Bayern Munich coach Jupp Heynckes has said he is looking forward to completing the circle on Saturday in his 1011th — and final — Bundesliga game at Borussia Moenchengladbach, the club where the 68-year-old started his career as a teenager.

With Bayern to face Borussia Dortmund in the Champions League final on May 25, Heynckes will step down as Bayern coach at the end of the season to be replaced by former Barcelona manager Pep Guardiola.

The away game at ‘Gladbach, who he joined as a striker back in 1963, will be his final German league match having already steered Bayern to the title with a record 22-point margin.

“This is my club. It’s where I started as a 19-year-old professional, then worked as a coach. Since then I have come full circle,” said Heynckes, who is bidding to lift the Champions League title for the second time after his 1998 triumph as Real Madrid coach.

“Moenchengladbach is my home town, I spent 23 years at the club, so this will not be just a normal game for me and it’ll be my last game as a Bundesliga manager.”

No wonder Heynckes has a soft spot for Gladbach: he won the European Cup with them in 1972, was German league champions four times in the 1970s and won the 1974 World Cup with West Germany as a Borussia player.

Heynckes’ current Bayern team smashed several Bundesliga records on the way to the title, winning 28 of their 33 games and dropping just seven points, and are bidding to become the first German team to win the treble of European, league and cup titles.

Having won the league with a record six games to spare back at the start of April, Heynckes admitted the season has had a touch of Hollywood.

“This is like a Steven Spielberg screenplay,” he said after Bayern celebrated lifting the Bundesliga shield last weekend at home to Augsburg with a huge party in Munich.

“When you’ve trained a team like Bayern Munich, who have broken all records, there is no other goal to reach for with a Bundesliga team.”

Heynckes has said he will reveal his future plans only after the season finishes with the German Cup final on June 1 in Berlin, against VfB Stuttgart.

“Everybody seems to think they have to contact me and offer a contract, but I’m just concentrating on the Champions League final and will also lead any negotiations,” he said.

When news broke in January that he would be replaced by Guardiola, Heynckes was clearly riled and famously turned on a reporter who asked if he had contacted the Spaniard for tips on how to beat Barcelona in the Champions League semi-finals.

“Please respect me and my work”, Heynckes snapped.

“I’ve never consulted anyone or asked for advice. I do not need anyone to study an opponent.”

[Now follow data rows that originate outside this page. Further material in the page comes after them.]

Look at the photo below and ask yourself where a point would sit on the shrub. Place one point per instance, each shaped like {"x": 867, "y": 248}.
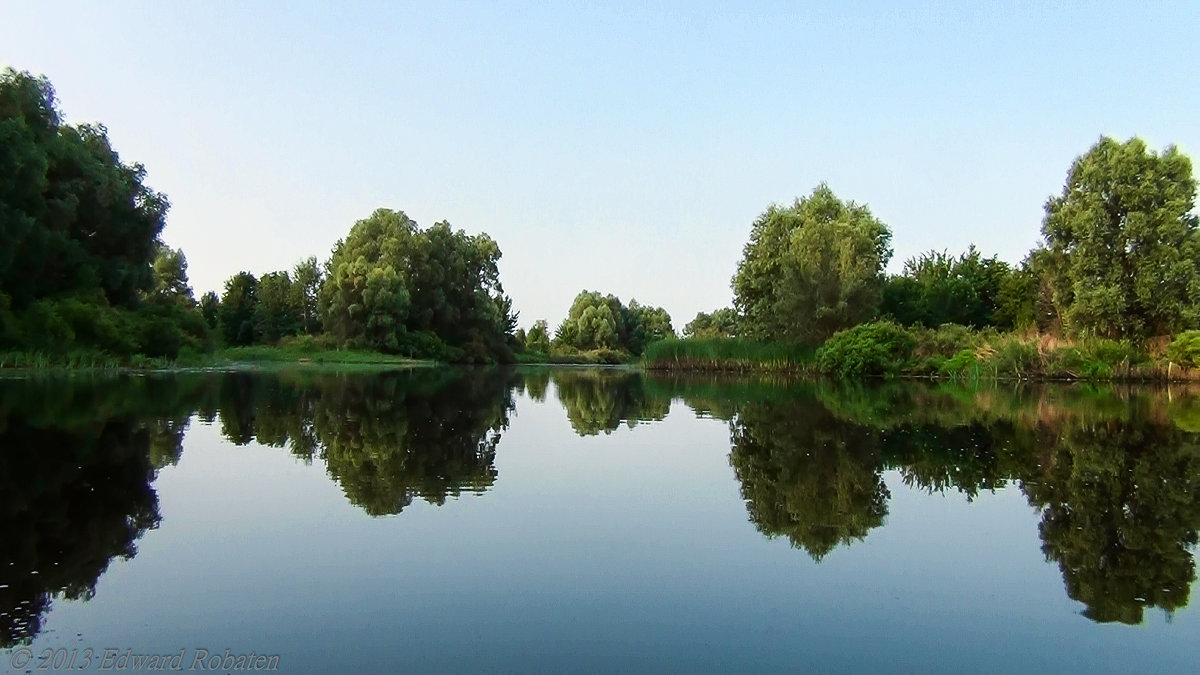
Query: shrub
{"x": 869, "y": 350}
{"x": 1185, "y": 350}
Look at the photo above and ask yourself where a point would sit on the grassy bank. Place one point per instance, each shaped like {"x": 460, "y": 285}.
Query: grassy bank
{"x": 730, "y": 356}
{"x": 883, "y": 350}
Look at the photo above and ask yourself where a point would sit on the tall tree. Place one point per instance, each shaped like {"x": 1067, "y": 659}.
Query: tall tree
{"x": 171, "y": 278}
{"x": 73, "y": 217}
{"x": 307, "y": 279}
{"x": 811, "y": 269}
{"x": 1125, "y": 236}
{"x": 238, "y": 306}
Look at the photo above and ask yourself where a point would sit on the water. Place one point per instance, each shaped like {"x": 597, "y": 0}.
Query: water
{"x": 597, "y": 519}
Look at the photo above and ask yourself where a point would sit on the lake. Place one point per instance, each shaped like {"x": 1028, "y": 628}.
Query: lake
{"x": 594, "y": 519}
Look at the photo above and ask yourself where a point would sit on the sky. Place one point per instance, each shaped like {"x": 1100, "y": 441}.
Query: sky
{"x": 624, "y": 148}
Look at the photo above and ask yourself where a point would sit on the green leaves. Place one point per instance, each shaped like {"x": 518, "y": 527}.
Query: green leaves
{"x": 811, "y": 269}
{"x": 1126, "y": 236}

Bayern have been eager to pour praise on their coach.

Chairman Karl-Heinz Rummenigge dubbed him the “father of success” and “a master of his craft”, but Heynckes has clearly been embarrassed by the gushing praise.

Paramedics, firefighters, caregivers, “our soldiers in Afghanistan” – these are people he feels deserves praise, not a football coach.

When the finals of May 25 and June 1 are decided and the trophies handed out, Heynckes will end his two-year stay in Munich by returning to his small farm in Schwalmtal, on the outskirts of Moenchengladbach, where his sheepdog Cando is the boss.